Any valid sbatch long option can be specified (without the leading `--`), except for parameters
managed by torc: `partition`, `nodes`, `walltime`, `time`, `mem`, `gres`, `name`, `job-name`.
The `account` parameter is allowed as a workflow-level default.
**Example:**
```yaml
slurm_defaults:
qos: "high"
constraint: "cpu"
mail-user: "user@example.com"
mail-type: "END,FAIL"
```
## WorkflowActionSpec
Defines conditional actions triggered by workflow or job state changes.
| `trigger_type` | string | _required_ | When to trigger: `"on_workflow_start"`, `"on_workflow_complete"`, `"on_jobs_ready"`, `"on_jobs_complete"` |
| `action_type` | string | _required_ | What to do: `"run_commands"`, `"schedule_nodes"` |
| `jobs` | [string] | none | For job triggers: exact job names to match |
| `job_name_regexes` | [string] | none | For job triggers: regex patterns to match job names |
| `commands` | [string] | none | For `run_commands`: commands to execute |
| `scheduler` | string | none | For `schedule_nodes`: scheduler name |
| `scheduler_type` | string | none | For `schedule_nodes`: scheduler type (`"slurm"`, `"local"`) |
| `num_allocations` | integer | none | For `schedule_nodes`: number of node allocations |
| `start_one_worker_per_node` | boolean | false | For `schedule_nodes`: launch one worker per node (direct mode only) |
| `max_parallel_jobs` | integer | none | For `schedule_nodes`: maximum parallel jobs |
| `persistent` | boolean | false | Whether the action persists and can be claimed by multiple workers |
## ResourceMonitorConfig
Configuration for resource usage monitoring.

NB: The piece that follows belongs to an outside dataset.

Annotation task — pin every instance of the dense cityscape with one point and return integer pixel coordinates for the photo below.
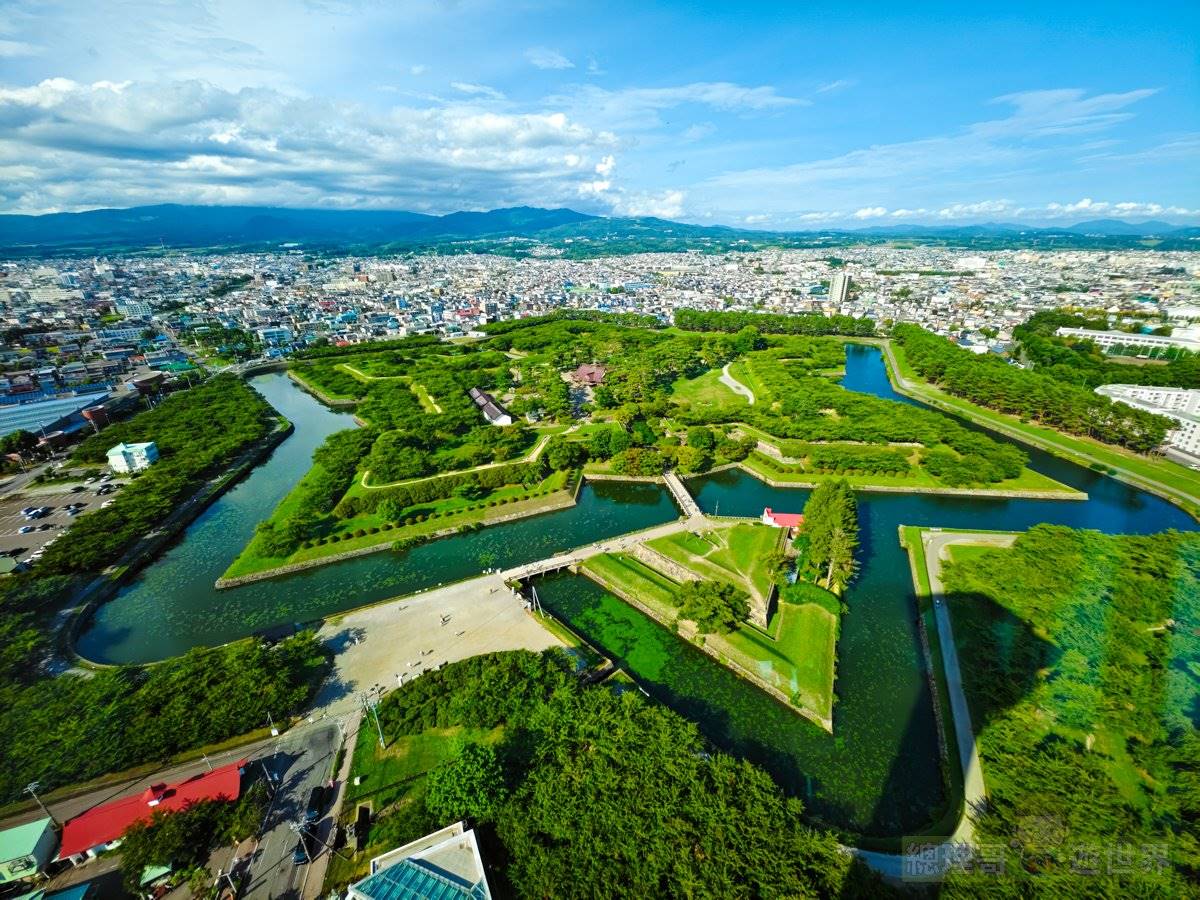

| `enabled` | boolean | `false` | Enable resource monitoring |
| `granularity` | [MonitorGranularity](#monitorgranularity) | `"Summary"` | Level of detail for metrics collection |
| `sample_interval_seconds` | integer | `10` | Sampling interval in seconds |
| `generate_plots` | boolean | `false` | Generate resource usage plots |
## MonitorGranularity
Enum specifying the level of detail for resource monitoring.
| `Summary` | Collect summary statistics only |
| `TimeSeries` | Collect detailed time series data |
## Job Priority
Use `priority` when some ready jobs should be claimed before others.
- Higher values are preferred over lower values
- The default is `0`
- Jobs with the same priority are returned in a stable order
- Priority affects both `claim_next_jobs` and `claim_jobs_based_on_resources`
Example:
```yaml
jobs:
- name: urgent_step
command: ./run_urgent.sh
priority: 100
- name: background_step
command: ./run_background.sh
priority: 10
```
## Parameter Formats
Parameters support several formats for generating multiple jobs or files:
| Format | Example | Description |
| ----------------------- | ---------------------------- | ----------------------------- |
| Integer range | `"1:100"` | Inclusive range from 1 to 100 |
| Integer range with step | `"0:100:10"` | Range with step size |
| Float range | `"0.0:1.0:0.1"` | Float range with step |
| Integer list | `"[1,5,10,100]"` | Explicit list of integers |
| Float list | `"[0.1,0.5,0.9]"` | Explicit list of floats |
| String list | `"['adam','sgd','rmsprop']"` | Explicit list of strings |
**Template substitution in strings:**
- Basic: `{param_name}` - Replace with parameter value
- Formatted integer: `{i:03d}` - Zero-padded (001, 042, 100)
- Formatted float: `{lr:.4f}` - Precision (0.0010, 0.1000)
See the [Job Parameterization](./parameterization.md) reference for more details.